Kapotte speeltoestellen, afgebladderde verf, kapotte hekjes en verwilderd groen: de speeltuin op het Ruth Firstplein in Transvaal ligt er treurig bij. Daarom vroeg ik vorig jaar al om een opknapbeurt van de speeltuin, want ieder kind verdient een fijne plek om buiten te spelen. Het college leek de handschoen goed op te pakken: de speeltoestellen zouden vervangen worden, en naar een opknapbeurt zouden ze gaan kijken. En inderdaad, er zijn goede stappen gezet: voor het einde jaar komen de nieuwe speeltoestellen. Kinderen en andere bewoners in de buurt zijn hier goed bij betrokken. Eind goed, al goed?
Echte opknapbeurt laat op zich wachten
Toch is er meer aan de hand op het plein. De laatste keer dat het plein goed onder handen is genomen was waarschijnlijk in de jaren ’90. De betonnen speelpaaltjes en schildpadden hadden ooit een vrolijke kleur. Nu resteert een vaal-paarse of gele gloed. De struiken rond het plein zijn verloederd en verwilderd, en hoewel de hekjes rond het groen inmiddels zijn gerepareerd, staat het er schots en scheef bij. Dit zijn een paar voorbeelden van hoe met een simpele opknapbeurt veel te winnen is. Toch blijft die opknapbeurt uit. Waarom?
Kafka op de glijbaan
Bewoners willen dat de speeltuin wordt opgeknapt, zij kloppen aan bij de gemeente, gaan samen om tafel, kijken wat wel een niet mogelijk is, en er komt een plan. Zo simpel zou het moeten zijn. Maar dan blijkt dat je als bewoners voor de bestrating bij de afdeling wegbeheer moet zijn. En ja, dat is een andere afdeling van de ambtenaren die gaan over de speeltoestellen. Groenonderhoud? Nee, dat is de afdeling groenbeheer. Bankjes? Niemand weet wie daar precies over gaat. De groenstrook tegen de gevel? Die is volgens de gemeente van de woningcorporatie, en die gaat over het onderhoud. De woningcorporatie vindt zelf overigens van niet.
Daar sta je dan als bewoners, met je mooie ideeën. Op de achtergrond hoor je Franz Kafka van de glijbaan zoeven.
Integraal werken, een jeukwoord?
Helaas is het voorbeeld van het Ruth Firstplein exemplarisch voor waar ook andere bewoners in de stad tegenaan lopen. Wil je iets in je buurt en heb je hulp nodig van de gemeente, dan moet je bijna afgestudeerd jurist of bestuurskundige met een flink doorzettingsvermogen en zeeën van tijd zijn om iets voor elkaar te krijgen. Overigens zonder af te doen aan de inzet van ambtenaren die dag in dag uit keihard werken voor een mooier Den Haag, want gelukkig gaat heel veel ook goed.

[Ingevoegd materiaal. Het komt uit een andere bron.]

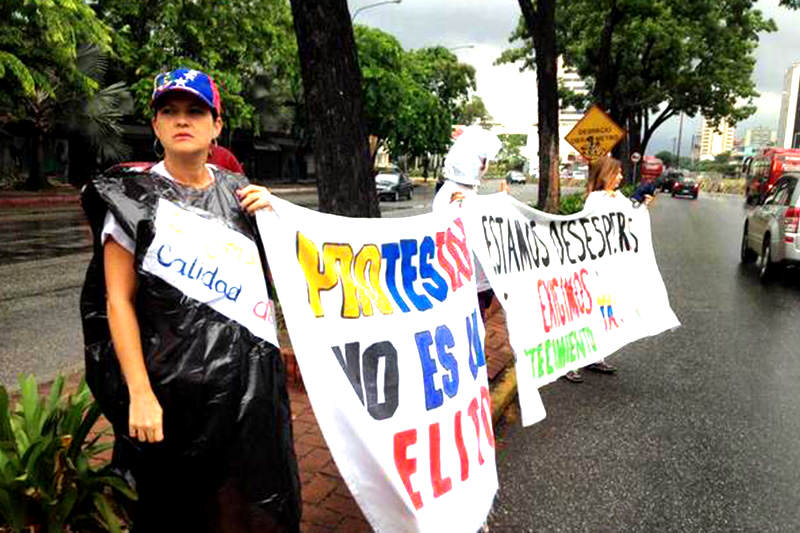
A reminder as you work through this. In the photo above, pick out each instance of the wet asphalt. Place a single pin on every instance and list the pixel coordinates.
(699, 430)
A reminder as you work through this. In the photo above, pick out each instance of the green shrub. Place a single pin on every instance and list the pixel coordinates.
(48, 478)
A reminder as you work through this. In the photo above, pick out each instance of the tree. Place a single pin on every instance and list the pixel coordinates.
(410, 98)
(39, 44)
(334, 102)
(248, 46)
(473, 111)
(666, 157)
(648, 61)
(537, 29)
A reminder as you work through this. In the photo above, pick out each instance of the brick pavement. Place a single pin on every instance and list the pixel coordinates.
(328, 505)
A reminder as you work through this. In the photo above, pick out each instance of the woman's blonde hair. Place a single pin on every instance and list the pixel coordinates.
(601, 172)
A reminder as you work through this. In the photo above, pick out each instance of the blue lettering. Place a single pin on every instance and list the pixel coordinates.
(433, 396)
(390, 251)
(437, 289)
(409, 273)
(444, 340)
(476, 356)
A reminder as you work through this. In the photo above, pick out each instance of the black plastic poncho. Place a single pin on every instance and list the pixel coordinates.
(227, 461)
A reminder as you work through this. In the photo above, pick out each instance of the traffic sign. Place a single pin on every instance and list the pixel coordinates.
(595, 134)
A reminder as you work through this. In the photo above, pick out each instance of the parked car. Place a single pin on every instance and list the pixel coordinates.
(515, 176)
(394, 186)
(685, 187)
(668, 179)
(770, 231)
(130, 166)
(763, 170)
(580, 173)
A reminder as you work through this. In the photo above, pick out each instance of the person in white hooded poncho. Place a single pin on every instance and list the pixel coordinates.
(465, 164)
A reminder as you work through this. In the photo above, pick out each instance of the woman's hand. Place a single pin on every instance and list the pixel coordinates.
(254, 197)
(457, 196)
(145, 417)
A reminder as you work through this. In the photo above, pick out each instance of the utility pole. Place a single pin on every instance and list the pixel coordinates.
(680, 133)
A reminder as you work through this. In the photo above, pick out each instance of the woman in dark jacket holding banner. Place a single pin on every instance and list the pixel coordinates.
(194, 387)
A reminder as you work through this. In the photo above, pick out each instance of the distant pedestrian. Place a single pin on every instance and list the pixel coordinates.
(464, 166)
(605, 175)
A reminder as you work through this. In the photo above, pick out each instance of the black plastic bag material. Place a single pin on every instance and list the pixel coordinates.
(227, 460)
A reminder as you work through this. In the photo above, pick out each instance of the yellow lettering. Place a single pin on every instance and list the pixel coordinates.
(337, 262)
(369, 257)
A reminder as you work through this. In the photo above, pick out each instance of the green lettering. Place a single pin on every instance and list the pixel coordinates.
(531, 352)
(572, 351)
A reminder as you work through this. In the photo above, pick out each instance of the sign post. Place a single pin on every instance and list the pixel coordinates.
(595, 134)
(635, 158)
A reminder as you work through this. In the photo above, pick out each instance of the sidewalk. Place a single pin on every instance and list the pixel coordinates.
(328, 505)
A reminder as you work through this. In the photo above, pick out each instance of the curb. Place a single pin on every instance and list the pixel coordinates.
(33, 200)
(503, 390)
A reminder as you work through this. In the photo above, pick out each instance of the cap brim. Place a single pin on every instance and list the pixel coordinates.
(188, 90)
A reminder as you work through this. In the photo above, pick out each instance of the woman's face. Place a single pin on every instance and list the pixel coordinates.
(185, 125)
(614, 181)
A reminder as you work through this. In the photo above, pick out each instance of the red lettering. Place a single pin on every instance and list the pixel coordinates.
(486, 408)
(440, 485)
(539, 287)
(586, 291)
(462, 450)
(266, 314)
(405, 466)
(440, 240)
(473, 414)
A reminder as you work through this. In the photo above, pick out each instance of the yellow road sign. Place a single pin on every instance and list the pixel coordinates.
(595, 134)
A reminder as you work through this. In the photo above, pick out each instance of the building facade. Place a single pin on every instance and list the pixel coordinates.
(789, 121)
(715, 141)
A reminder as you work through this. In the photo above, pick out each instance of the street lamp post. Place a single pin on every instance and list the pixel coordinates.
(368, 6)
(460, 47)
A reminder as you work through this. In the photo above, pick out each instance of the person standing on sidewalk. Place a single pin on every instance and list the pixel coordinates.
(605, 176)
(198, 403)
(465, 164)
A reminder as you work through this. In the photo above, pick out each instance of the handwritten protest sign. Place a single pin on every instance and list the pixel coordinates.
(384, 321)
(212, 264)
(575, 288)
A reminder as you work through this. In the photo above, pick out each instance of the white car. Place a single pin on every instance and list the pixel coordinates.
(515, 176)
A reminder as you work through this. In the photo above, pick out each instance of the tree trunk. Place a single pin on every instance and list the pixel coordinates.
(335, 110)
(81, 161)
(36, 181)
(541, 26)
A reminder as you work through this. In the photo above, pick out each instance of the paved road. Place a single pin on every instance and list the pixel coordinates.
(699, 429)
(43, 257)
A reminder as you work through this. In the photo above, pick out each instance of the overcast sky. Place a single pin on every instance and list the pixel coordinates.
(510, 96)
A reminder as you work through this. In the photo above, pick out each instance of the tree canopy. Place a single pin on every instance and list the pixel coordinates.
(248, 46)
(410, 98)
(646, 61)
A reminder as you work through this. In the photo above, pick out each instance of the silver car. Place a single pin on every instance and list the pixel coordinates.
(771, 228)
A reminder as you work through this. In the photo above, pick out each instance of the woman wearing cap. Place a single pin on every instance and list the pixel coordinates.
(198, 402)
(605, 175)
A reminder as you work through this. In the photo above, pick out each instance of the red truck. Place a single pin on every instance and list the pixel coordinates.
(763, 170)
(651, 168)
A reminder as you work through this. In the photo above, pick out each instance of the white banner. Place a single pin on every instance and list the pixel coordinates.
(212, 264)
(575, 288)
(384, 322)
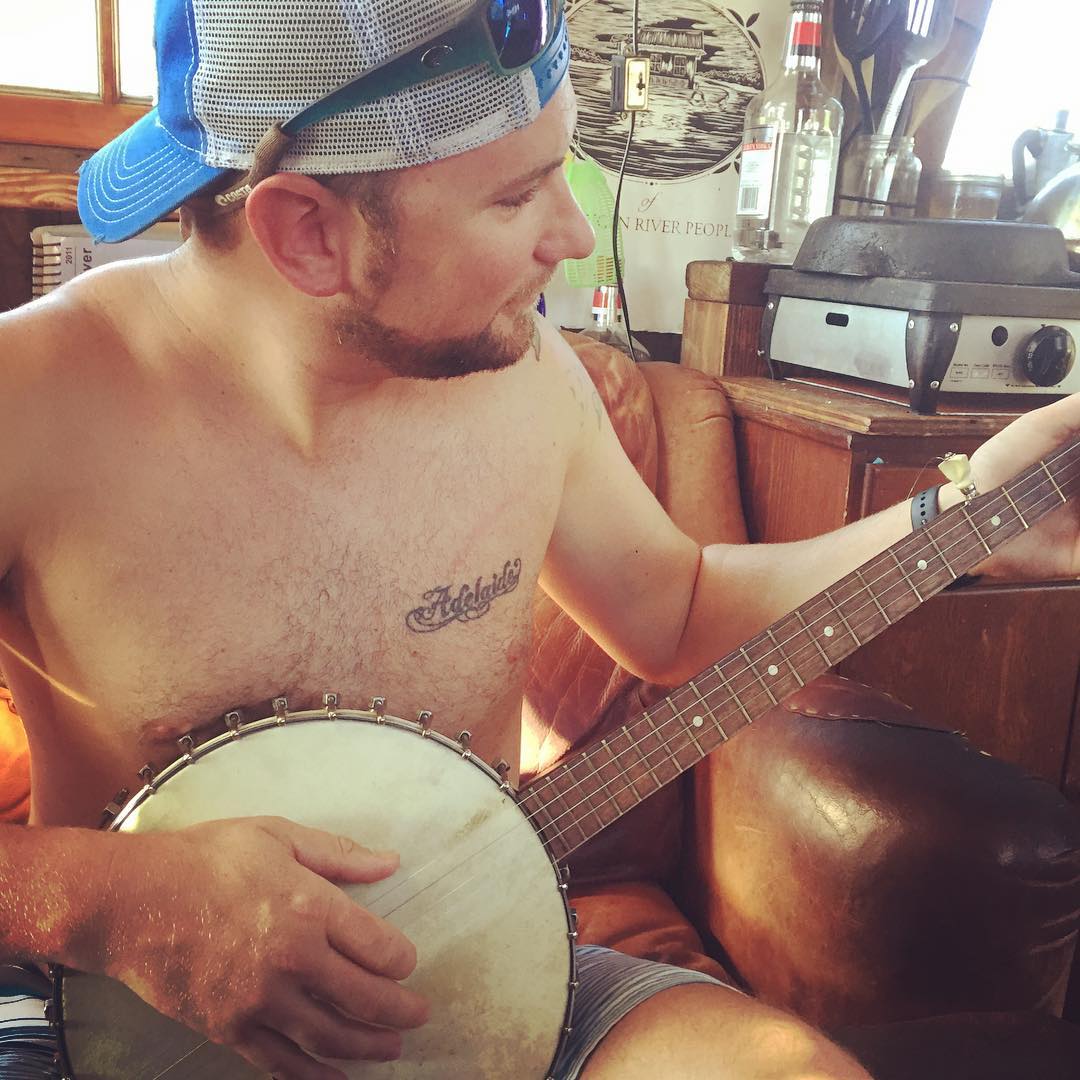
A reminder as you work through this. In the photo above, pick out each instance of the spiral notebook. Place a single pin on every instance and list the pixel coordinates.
(63, 251)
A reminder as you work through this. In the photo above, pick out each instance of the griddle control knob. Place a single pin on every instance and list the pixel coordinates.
(1048, 355)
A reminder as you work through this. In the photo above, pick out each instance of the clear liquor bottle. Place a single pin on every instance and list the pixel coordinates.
(791, 148)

Na de presentatie van het coalitieakkoord ‘Voor een stad die tegen een stootje kan’ is vaak aan mij gevraagd: wat is dat toch met al die vage jeukwoorden als integraal en gebiedsgericht werken en een nabije overheid? Voor mij gaat dat dus hierover. Over een goede samenwerking binnen de gemeente, zodat je als bewoner weet waar je je vraag kunt stellen en duidelijk antwoord krijgt, en niet van het kastje naar de muur wordt gestuurd.
Verschillen in de stad
Het is niet alleen fijn voor alle bewoners als de gemeente integraal en gebiedsgericht werkt, het maakt ook de verschillen in de stad kleiner. Want bewoners in wijken die wel afgestudeerd jurist of bestuurskundige zijn, mondig en georganiseerd, krijgen meer voor elkaar dan bewoners in wijken waar mensen met meerdere baantjes hun leven bij elkaar houden en voor wie het lezen van een brief van de gemeente al moeilijk genoeg is. Of het nu gaat om het opknappen van een speeltuin, een verkeersveilige straat of meer bomen en groen.
Daarom heb ik aan het college gevraagd om opnieuw te kijken naar een opknapbeurt voor een Ruth Firstplein. Maar vooral om de belofte van integraal en gebiedsgericht werken en een nabije overheid waar te maken. Zodat voor al die andere ‘Ruth Firstpleinen’ in de stad geen meerdere reeksen schriftelijke vragen en debatten nodig zijn in de gemeenteraad, maar dat ideeën en signalen van bewoners gewoon goed worden opgepakt.